Monday morning in the west, we awoke to the good news that the Supreme Court actually sided with Hobby Lobby and Conestoga Wood!! These companies and other companies that can show “closely held” religious beliefs can opt out of the HHS contraceptive mandate. A win for religious freedom—yes! A sweeping win for religious freedom—no.
The justices limited their ruling to laws made by the federal government. If a state makes a law that limits the religious freedom of business owners, this ruling will not apply. The Supreme Court could have ruled that every American citizen could run their own companies according their consciences. As Matt Walsh put it:
“This ruling is a limited victory for freedom and sanity, but it doesn’t go nearly far enough. The justices could have issued a sweeping decision fortifying every person’s right to run their lives and their companies according to the dictates of their conscience, rather than the dictates of an authoritarian government bureaucracy. Instead, they focused the issue down to the specifics of Hobby Lobby’s particular situation, meaning that other companies, businesses, and corporations will still be subject to Orwellian speech infringements.”
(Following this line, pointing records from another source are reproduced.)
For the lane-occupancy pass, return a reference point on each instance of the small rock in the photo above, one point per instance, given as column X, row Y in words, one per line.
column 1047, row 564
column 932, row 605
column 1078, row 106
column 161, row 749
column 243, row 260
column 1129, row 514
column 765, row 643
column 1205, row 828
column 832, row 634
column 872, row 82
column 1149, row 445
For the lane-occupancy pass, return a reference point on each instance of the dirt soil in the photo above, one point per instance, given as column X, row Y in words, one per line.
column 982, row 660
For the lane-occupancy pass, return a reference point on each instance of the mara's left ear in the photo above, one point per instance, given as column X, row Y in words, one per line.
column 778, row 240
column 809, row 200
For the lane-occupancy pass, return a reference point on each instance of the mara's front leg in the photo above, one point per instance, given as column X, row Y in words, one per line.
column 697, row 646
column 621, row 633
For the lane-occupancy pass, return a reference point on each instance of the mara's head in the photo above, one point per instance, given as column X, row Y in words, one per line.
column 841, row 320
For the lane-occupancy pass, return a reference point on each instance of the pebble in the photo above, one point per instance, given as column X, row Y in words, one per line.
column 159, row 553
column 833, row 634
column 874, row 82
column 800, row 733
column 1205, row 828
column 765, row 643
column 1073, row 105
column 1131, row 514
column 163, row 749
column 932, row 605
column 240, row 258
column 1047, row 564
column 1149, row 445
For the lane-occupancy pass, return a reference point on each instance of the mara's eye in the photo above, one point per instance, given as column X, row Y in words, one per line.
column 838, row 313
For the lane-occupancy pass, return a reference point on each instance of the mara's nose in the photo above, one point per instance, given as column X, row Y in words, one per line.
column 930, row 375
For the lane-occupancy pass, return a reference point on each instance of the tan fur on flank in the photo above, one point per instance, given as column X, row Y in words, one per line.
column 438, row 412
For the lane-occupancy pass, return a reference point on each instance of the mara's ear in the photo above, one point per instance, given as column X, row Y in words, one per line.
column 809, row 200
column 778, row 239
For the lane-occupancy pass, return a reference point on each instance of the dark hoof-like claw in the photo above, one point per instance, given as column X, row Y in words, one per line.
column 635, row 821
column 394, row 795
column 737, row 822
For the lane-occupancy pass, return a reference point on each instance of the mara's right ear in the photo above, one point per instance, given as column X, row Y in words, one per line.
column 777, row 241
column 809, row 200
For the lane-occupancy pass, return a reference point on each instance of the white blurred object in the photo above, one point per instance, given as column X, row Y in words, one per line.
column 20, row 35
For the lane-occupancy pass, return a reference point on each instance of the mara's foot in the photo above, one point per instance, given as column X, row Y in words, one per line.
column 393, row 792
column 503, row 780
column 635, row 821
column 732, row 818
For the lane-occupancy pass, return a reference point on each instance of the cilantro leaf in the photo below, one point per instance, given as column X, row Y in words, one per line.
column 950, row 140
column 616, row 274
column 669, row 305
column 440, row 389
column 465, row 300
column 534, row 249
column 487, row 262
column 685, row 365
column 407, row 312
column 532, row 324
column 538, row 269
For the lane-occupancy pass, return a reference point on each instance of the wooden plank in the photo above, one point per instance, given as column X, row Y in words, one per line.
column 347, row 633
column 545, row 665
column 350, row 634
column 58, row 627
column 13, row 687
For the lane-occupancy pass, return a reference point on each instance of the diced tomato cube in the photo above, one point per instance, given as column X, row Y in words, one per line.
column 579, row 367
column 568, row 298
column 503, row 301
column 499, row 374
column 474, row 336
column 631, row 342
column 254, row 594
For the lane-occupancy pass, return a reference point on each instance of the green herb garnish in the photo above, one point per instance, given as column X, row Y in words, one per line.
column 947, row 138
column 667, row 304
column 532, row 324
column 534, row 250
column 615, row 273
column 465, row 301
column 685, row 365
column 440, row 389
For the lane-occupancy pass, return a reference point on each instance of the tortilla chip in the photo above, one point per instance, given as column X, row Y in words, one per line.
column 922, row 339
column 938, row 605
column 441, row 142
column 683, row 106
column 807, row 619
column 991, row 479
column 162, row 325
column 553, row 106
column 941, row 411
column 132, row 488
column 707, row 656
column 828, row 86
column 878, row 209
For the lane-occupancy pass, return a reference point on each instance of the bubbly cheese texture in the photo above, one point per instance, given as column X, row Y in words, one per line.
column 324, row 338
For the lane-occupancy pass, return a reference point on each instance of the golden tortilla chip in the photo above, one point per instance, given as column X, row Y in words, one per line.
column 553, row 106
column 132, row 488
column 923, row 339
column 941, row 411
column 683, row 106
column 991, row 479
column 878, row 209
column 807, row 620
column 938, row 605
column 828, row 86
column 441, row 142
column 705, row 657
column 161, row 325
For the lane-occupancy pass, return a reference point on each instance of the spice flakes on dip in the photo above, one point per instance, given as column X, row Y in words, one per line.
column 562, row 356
And of course, if anyone is still under the belief that Judges aren’t partisan, here is another 5 to 4 ruling along party lines. As is often the norm, more conservative Justices Samuel Alito, Clarence Thomas, Antonin Scalia, and chief Justice John Roberts joined by the most independent Justice Anthony Kennedy ruled in favor of Hobby Lobby and the more liberal justices Sonia Sotomayor, Stephen Breyer, Elena Kagan, and Ruth Ginsburg ruled against Hobby Lobby.
As a conservative, I am quite happy about this ruling and hope and pray that none of the conservative justices retire until after 2016. There is always hope for the future right?
Some in the media will accuse the men who ruled in favor of religious freedom as furthering the war on women and taking away women’s reproductive rights. That is just silliness.
Unlike Justice Ginsburg, who in her dissent lamented: “The ability of women to participate equally in the economic and social life of the Nation has been facilitated by their ability to control their reproductive lives.” Women need not be concerned with how well they can participate in the economic and social life of this nation. This ruling in no way limits women’s ability to get birth control. Women are still free to purchase any birth control they want. They are still free to apply for work with whatever employer provides the sort of health insurance they want. Women are still free, and now business owners are free from burdensome federal laws that keep them from acting according to their consciences.